Executing the above line generates a swiss roll shaped dataset comprising 100 3D points, demonstrating the flexibility of Scikit-Learn’s dataset generation functions.

Summary/Discussion

  • Method 1: make_classification. Perfect for simulating complex datasets with multiple classes. It may be overly complicated for simpler binary classification tasks.
  • Method 2: make_regression. Ideal for creating linear relationships with controllable noise. Simpler than real-world datasets, so may not fully test model robustness.
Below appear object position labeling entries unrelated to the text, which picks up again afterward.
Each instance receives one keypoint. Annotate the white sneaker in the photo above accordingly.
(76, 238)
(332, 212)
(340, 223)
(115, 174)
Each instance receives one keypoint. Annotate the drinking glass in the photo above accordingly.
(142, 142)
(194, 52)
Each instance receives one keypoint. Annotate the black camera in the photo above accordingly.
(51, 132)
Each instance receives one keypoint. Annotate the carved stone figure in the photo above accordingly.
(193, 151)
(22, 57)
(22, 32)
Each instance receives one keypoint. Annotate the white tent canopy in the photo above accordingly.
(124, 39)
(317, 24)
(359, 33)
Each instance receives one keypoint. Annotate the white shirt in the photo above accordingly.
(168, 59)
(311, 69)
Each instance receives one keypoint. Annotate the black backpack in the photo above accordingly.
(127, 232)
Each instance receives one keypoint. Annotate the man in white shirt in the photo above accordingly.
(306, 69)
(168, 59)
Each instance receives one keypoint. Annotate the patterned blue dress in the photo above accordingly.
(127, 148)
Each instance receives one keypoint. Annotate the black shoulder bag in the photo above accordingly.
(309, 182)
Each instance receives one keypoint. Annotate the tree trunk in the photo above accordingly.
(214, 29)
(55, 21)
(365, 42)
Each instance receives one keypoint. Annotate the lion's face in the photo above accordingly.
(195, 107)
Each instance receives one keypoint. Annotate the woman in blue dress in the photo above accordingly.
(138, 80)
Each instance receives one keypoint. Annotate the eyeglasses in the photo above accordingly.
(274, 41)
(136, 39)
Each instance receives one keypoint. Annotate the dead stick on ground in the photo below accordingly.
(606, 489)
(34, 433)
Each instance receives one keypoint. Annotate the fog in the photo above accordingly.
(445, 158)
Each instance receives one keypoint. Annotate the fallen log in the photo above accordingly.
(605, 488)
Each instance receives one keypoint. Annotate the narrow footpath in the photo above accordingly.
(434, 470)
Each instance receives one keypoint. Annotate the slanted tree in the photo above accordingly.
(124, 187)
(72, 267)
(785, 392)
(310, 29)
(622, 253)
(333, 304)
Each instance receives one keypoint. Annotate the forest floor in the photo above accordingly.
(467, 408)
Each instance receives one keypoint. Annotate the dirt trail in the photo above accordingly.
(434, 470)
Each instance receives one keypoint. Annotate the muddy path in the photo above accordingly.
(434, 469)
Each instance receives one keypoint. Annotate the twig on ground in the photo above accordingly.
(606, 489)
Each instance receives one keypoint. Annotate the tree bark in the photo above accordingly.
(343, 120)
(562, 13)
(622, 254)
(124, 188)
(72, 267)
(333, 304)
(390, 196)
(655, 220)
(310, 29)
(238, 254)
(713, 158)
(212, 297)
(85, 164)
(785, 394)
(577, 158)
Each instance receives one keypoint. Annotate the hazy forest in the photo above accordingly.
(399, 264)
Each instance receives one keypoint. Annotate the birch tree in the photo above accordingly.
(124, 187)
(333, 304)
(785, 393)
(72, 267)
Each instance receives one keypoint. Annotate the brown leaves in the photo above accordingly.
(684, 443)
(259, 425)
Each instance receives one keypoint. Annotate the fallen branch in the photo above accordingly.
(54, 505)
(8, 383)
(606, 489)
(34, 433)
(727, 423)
  • Method 3: make_blobs. Suitable for clustering algorithm evaluation. The blobs may not capture non-convex cluster shapes common in real data.
  • Method 4: make_circles and make_moons. Great for non-linear data; however, this is an artificial scenario unlikely to be a perfect representation of real-world data complexity.
  • Method 5: make_swiss_roll. Provides a multi-dimensional structure ideal for manifold learning but may not be practical for standard supervised learning tasks.